Logo Questions Linux Laravel Mysql Ubuntu Git Menu
 

Looking for a good 64 bit hash for file paths in UTF16

I have a Unicode / UTF-16 encoded path. the path delimiters is U+005C '\'. The paths are null-terminated root relative windows file system paths, e.g. "\windows\system32\drivers\myDriver32.sys"

I want to hash this path into a 64-bit unsigned integer. It does not need to be "cryptographically sound". The hashes should be case insensitive, but able to handle non-ascii letters. Obviously, the hash also should scatter well.

There are some ideas that I had though of:

A) Using the windows file identifier as a "hash". In my case i do want the hash to change if the file gets moved, so this is not an option.
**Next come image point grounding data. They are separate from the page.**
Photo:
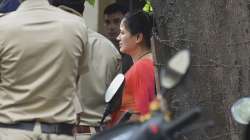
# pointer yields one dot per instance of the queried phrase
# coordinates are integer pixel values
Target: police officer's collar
(70, 10)
(31, 4)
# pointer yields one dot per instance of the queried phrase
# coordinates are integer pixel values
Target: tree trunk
(217, 33)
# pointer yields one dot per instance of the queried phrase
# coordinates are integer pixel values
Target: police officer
(104, 64)
(41, 56)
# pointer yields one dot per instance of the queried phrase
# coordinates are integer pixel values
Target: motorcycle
(159, 126)
(241, 113)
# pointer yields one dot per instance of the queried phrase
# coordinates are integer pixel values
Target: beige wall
(94, 14)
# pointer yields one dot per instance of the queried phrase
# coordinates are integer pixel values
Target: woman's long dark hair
(139, 22)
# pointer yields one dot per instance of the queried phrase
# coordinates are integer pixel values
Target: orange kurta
(139, 89)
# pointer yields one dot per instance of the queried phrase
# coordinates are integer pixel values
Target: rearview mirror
(176, 68)
(241, 110)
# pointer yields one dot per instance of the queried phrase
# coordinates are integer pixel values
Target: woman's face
(127, 42)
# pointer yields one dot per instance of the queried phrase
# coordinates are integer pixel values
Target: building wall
(94, 14)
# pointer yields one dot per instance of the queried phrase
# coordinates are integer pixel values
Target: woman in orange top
(139, 89)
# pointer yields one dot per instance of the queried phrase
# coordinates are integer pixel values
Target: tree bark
(217, 33)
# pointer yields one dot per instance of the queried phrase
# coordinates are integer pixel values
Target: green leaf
(91, 2)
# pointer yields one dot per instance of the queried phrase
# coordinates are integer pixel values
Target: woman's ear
(139, 38)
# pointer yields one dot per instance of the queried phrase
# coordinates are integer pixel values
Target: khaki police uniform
(104, 65)
(42, 50)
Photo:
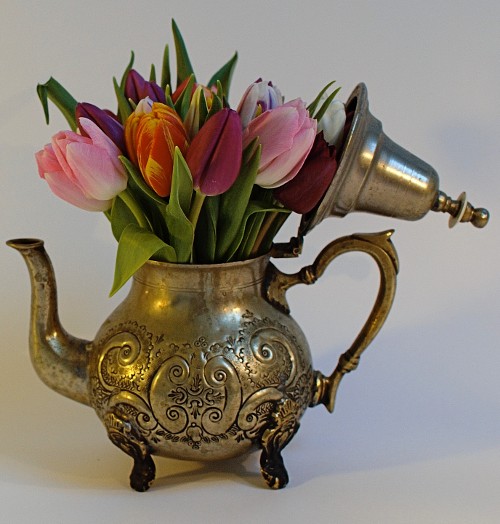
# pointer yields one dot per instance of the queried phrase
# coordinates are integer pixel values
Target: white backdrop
(415, 437)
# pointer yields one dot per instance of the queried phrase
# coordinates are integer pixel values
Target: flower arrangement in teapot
(182, 176)
(195, 193)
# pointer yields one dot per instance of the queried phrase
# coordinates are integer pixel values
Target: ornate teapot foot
(273, 441)
(123, 435)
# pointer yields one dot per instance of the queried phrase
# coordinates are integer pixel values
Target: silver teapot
(204, 362)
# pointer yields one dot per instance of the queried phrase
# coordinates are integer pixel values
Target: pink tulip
(304, 191)
(83, 170)
(286, 134)
(214, 156)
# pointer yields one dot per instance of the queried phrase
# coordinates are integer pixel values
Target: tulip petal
(304, 191)
(62, 187)
(97, 176)
(289, 162)
(275, 129)
(214, 156)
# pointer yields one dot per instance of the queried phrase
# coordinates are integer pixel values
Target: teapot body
(196, 364)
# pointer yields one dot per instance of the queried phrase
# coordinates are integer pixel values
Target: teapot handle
(380, 247)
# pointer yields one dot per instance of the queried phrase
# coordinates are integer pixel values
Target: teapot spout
(59, 359)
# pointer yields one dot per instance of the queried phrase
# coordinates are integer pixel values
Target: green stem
(263, 232)
(194, 212)
(132, 204)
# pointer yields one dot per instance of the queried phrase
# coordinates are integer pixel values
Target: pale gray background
(415, 437)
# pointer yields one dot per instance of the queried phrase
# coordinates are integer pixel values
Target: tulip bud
(305, 190)
(214, 156)
(137, 88)
(332, 123)
(258, 98)
(105, 120)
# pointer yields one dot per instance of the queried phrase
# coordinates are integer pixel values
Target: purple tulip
(105, 121)
(258, 98)
(286, 134)
(83, 170)
(137, 88)
(214, 156)
(307, 188)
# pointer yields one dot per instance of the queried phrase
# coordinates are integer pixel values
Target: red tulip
(214, 156)
(83, 170)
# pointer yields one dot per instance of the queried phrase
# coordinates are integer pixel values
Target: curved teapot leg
(122, 434)
(274, 439)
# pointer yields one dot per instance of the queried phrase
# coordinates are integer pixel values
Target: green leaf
(54, 91)
(181, 231)
(235, 200)
(124, 107)
(135, 247)
(165, 69)
(224, 74)
(205, 239)
(152, 73)
(121, 216)
(322, 110)
(127, 70)
(312, 106)
(184, 67)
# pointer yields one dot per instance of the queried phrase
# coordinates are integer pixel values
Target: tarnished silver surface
(199, 362)
(378, 176)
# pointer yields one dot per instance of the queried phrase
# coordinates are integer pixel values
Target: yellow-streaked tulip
(151, 138)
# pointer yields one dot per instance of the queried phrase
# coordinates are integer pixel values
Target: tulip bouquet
(182, 176)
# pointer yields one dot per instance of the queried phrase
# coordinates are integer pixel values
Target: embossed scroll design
(203, 393)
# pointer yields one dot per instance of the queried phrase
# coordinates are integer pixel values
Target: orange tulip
(151, 139)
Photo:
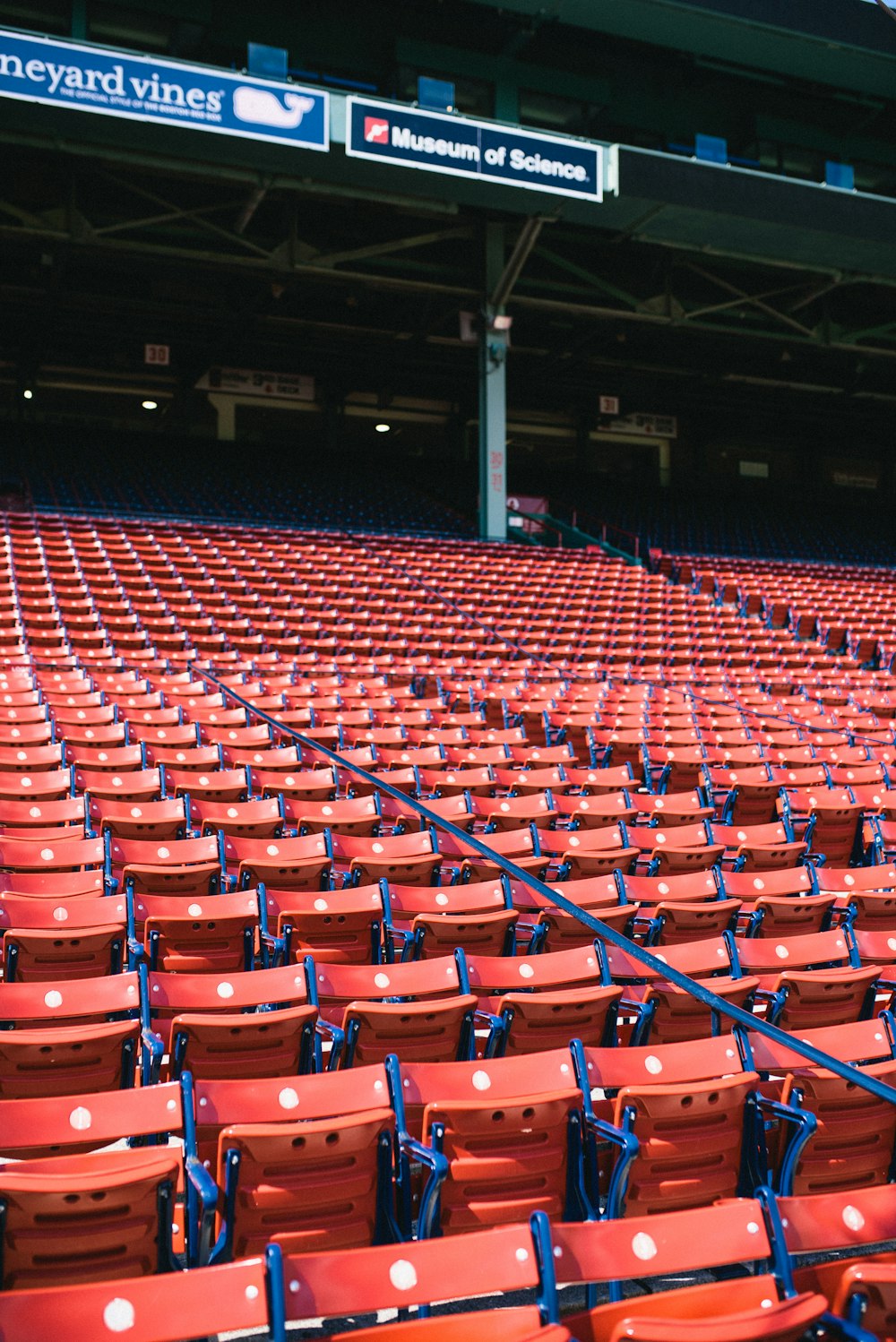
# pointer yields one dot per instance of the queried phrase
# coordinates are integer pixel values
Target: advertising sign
(248, 382)
(66, 74)
(437, 142)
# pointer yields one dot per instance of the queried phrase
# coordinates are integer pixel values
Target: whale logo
(264, 108)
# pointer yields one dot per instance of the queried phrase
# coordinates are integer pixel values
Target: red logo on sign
(375, 131)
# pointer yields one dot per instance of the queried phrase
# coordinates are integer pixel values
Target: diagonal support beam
(752, 301)
(394, 245)
(597, 282)
(199, 219)
(739, 302)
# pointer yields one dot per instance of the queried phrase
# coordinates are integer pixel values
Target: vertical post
(80, 19)
(666, 463)
(226, 411)
(493, 401)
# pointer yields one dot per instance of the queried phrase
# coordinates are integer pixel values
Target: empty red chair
(333, 1144)
(170, 867)
(58, 938)
(412, 859)
(245, 1024)
(544, 1002)
(421, 1010)
(338, 926)
(69, 1037)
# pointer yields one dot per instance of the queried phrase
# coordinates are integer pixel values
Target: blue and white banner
(66, 74)
(439, 142)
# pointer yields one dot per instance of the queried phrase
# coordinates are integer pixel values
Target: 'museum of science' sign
(66, 74)
(463, 148)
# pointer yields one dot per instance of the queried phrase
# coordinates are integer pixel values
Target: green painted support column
(493, 401)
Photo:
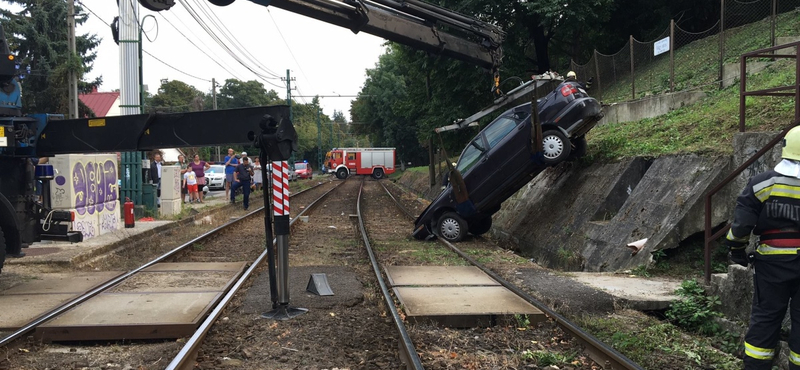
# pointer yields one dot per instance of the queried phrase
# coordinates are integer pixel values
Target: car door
(504, 159)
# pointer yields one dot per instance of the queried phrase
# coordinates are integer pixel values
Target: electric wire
(199, 48)
(287, 46)
(221, 43)
(145, 51)
(226, 32)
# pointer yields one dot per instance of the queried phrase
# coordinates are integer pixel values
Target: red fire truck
(376, 162)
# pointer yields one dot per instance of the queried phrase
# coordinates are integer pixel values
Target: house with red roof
(103, 104)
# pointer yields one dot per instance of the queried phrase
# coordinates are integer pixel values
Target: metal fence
(679, 60)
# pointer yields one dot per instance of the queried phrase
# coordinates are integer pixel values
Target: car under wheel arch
(451, 227)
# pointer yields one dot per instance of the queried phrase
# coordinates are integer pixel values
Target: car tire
(555, 146)
(480, 226)
(578, 148)
(451, 227)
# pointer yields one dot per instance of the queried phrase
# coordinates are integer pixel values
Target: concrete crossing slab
(438, 275)
(465, 305)
(457, 296)
(130, 316)
(168, 300)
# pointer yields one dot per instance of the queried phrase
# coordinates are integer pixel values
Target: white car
(292, 174)
(215, 177)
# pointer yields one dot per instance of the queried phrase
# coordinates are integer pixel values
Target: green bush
(695, 311)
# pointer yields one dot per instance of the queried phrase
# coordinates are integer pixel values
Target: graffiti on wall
(94, 187)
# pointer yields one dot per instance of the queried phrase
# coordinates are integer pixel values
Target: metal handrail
(743, 94)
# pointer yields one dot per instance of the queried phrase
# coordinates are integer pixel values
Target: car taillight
(568, 90)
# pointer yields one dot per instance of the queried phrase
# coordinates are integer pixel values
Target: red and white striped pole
(280, 211)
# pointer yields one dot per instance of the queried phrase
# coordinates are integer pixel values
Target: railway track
(182, 251)
(363, 325)
(597, 350)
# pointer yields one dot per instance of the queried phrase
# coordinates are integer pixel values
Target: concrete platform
(65, 253)
(165, 301)
(644, 294)
(22, 303)
(456, 296)
(70, 254)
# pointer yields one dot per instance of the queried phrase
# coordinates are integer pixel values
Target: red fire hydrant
(128, 210)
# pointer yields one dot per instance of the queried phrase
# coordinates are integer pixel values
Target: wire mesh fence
(679, 60)
(651, 66)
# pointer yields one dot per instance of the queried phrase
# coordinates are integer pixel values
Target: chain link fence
(679, 60)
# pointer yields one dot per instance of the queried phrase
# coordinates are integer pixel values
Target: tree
(176, 96)
(240, 94)
(38, 34)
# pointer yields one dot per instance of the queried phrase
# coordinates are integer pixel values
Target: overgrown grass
(697, 63)
(659, 345)
(706, 127)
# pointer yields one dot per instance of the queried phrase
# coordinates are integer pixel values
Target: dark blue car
(501, 159)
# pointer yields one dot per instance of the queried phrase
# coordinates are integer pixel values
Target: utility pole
(319, 140)
(214, 100)
(73, 76)
(289, 80)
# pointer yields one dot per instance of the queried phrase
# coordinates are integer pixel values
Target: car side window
(499, 129)
(469, 157)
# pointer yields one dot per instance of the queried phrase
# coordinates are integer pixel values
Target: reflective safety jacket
(769, 207)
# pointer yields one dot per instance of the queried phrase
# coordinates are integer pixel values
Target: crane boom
(414, 23)
(410, 23)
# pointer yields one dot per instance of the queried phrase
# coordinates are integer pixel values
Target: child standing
(190, 182)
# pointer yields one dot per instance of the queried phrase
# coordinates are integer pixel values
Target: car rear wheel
(480, 226)
(555, 145)
(452, 227)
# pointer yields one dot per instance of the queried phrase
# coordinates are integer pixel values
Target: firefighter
(573, 77)
(769, 207)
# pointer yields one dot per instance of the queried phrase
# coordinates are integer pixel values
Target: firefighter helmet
(791, 144)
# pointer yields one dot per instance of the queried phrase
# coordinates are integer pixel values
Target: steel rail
(414, 362)
(603, 354)
(193, 344)
(108, 284)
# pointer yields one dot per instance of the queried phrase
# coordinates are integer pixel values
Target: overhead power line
(198, 48)
(221, 43)
(145, 51)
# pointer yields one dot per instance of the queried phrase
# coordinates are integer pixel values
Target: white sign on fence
(661, 46)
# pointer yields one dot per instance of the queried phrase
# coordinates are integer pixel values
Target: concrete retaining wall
(582, 218)
(650, 107)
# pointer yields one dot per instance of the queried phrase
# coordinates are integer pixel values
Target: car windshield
(216, 169)
(499, 129)
(470, 156)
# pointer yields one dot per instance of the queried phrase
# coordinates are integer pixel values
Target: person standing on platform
(768, 208)
(190, 184)
(231, 161)
(258, 177)
(155, 175)
(184, 169)
(241, 179)
(199, 167)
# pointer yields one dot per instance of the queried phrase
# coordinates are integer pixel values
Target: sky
(322, 59)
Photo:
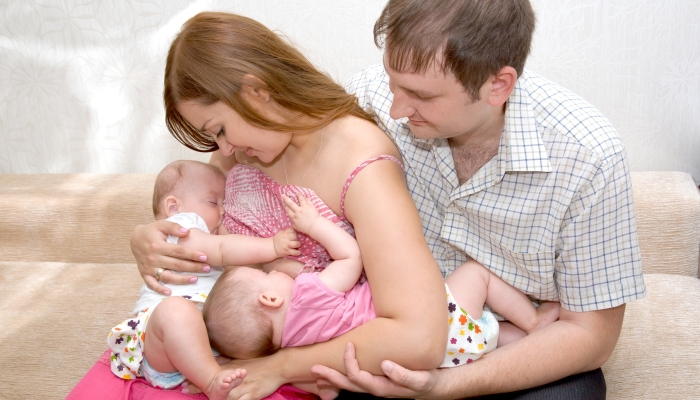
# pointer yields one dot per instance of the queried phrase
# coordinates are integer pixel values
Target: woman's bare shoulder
(363, 139)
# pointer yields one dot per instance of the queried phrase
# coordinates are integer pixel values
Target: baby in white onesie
(191, 194)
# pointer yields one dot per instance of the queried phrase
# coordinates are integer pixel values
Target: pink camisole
(253, 206)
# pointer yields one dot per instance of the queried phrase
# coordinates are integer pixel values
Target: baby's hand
(302, 215)
(286, 243)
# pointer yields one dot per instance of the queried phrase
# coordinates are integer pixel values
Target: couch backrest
(667, 206)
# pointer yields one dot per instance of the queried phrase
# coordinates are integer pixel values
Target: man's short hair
(473, 39)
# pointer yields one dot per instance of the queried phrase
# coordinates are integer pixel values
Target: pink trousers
(101, 383)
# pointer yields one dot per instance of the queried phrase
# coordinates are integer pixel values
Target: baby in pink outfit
(250, 313)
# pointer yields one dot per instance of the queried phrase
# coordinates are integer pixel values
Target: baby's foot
(224, 382)
(547, 313)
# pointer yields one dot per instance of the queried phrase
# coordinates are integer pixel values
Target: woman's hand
(152, 253)
(398, 382)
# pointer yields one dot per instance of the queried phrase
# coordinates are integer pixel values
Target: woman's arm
(152, 252)
(406, 284)
(224, 250)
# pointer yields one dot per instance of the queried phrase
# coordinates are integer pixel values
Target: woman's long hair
(207, 63)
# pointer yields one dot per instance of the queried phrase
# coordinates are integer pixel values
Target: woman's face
(231, 132)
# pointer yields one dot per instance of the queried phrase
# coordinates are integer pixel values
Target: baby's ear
(172, 206)
(270, 299)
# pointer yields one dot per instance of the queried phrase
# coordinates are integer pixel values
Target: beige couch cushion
(655, 357)
(56, 318)
(69, 218)
(667, 206)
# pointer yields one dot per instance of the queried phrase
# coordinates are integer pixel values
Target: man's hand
(398, 382)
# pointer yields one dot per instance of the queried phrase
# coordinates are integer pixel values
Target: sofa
(67, 275)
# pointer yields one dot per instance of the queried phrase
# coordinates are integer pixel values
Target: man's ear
(172, 206)
(270, 299)
(254, 89)
(501, 86)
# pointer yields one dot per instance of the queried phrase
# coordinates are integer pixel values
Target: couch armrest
(667, 207)
(76, 218)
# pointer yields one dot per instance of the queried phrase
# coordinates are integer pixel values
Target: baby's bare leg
(472, 285)
(177, 340)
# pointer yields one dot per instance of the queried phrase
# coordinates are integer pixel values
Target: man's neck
(472, 151)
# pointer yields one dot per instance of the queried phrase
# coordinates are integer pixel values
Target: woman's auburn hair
(210, 57)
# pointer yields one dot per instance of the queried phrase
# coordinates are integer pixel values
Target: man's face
(436, 104)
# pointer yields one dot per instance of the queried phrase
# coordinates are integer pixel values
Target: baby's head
(190, 186)
(244, 312)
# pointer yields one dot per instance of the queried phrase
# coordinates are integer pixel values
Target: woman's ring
(160, 271)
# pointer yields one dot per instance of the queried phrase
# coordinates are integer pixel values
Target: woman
(234, 87)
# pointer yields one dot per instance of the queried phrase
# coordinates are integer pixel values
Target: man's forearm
(576, 343)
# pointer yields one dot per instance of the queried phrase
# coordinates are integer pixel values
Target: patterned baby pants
(126, 343)
(467, 339)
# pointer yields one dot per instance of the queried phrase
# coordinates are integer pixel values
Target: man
(516, 172)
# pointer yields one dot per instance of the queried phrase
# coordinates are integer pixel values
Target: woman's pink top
(254, 207)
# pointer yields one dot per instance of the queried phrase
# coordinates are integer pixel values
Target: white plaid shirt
(551, 213)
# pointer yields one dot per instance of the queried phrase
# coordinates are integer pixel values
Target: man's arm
(578, 342)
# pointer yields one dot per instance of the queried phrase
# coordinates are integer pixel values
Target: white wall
(81, 80)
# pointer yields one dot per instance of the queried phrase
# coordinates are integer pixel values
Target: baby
(249, 313)
(191, 194)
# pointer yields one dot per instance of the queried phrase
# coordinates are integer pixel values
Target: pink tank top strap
(357, 171)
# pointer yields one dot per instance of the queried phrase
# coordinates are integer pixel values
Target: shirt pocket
(530, 272)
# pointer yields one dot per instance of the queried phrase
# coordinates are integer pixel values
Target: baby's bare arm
(343, 273)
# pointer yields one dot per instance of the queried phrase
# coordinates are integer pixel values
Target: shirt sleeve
(598, 262)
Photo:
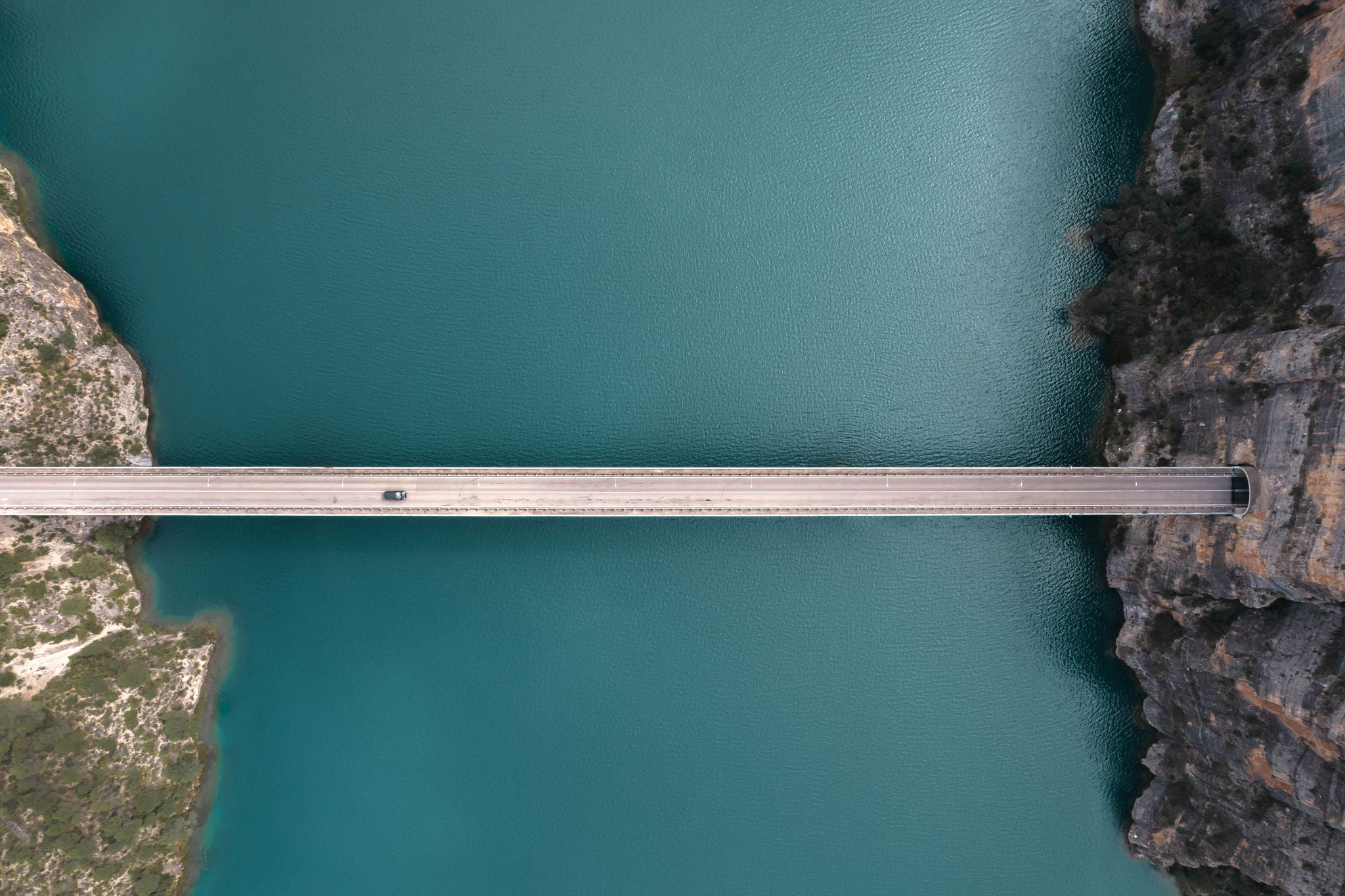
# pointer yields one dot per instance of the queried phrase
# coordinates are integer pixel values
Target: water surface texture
(674, 233)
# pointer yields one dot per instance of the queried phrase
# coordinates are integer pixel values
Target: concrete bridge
(625, 490)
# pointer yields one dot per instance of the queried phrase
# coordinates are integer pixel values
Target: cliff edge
(101, 759)
(1223, 319)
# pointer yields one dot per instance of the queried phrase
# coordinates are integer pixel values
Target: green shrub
(73, 606)
(133, 675)
(9, 565)
(178, 725)
(114, 536)
(185, 769)
(91, 566)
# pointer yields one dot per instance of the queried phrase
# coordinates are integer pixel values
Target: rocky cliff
(1223, 319)
(101, 763)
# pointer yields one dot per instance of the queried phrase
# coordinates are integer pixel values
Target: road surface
(623, 490)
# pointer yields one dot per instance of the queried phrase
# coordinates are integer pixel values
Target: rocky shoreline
(102, 763)
(1222, 317)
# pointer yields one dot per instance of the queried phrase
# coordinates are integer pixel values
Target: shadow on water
(1078, 628)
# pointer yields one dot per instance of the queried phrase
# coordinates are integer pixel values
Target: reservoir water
(571, 233)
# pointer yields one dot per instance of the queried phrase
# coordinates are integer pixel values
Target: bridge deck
(621, 490)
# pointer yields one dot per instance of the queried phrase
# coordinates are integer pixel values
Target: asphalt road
(613, 490)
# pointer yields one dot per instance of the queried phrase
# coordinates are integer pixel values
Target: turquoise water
(648, 233)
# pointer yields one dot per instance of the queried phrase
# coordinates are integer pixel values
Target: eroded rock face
(101, 759)
(1237, 628)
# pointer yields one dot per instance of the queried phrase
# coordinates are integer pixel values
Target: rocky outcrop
(101, 759)
(1224, 322)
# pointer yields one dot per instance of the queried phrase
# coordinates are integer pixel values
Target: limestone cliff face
(1237, 628)
(101, 759)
B) Just use a regular sting hash: hash += prime * hash + codepoint for the whole string.

I do have the feeling that the fact that the path consists of "segements" (folder names and the final file name) can be leveraged.

To sum up the needs:

1) 64bit hash
2) good distribution / few collisions for file system paths.
3) efficient
4) does not need to be secure
5) case insensitive

like image 765
Dominik Weber Avatar asked Sep 15 '10 20:09

Dominik Weber


People also ask

What is the fastest hashing algorithm?

SHA-1 is fastest hashing function with ~587.9 ms per 1M operations for short strings and 881.7 ms per 1M for longer strings. MD5 is 7.6% slower than SHA-1 for short strings and 1.3% for longer strings. SHA-256 is 15.5% slower than SHA-1 for short strings and 23.4% for longer strings.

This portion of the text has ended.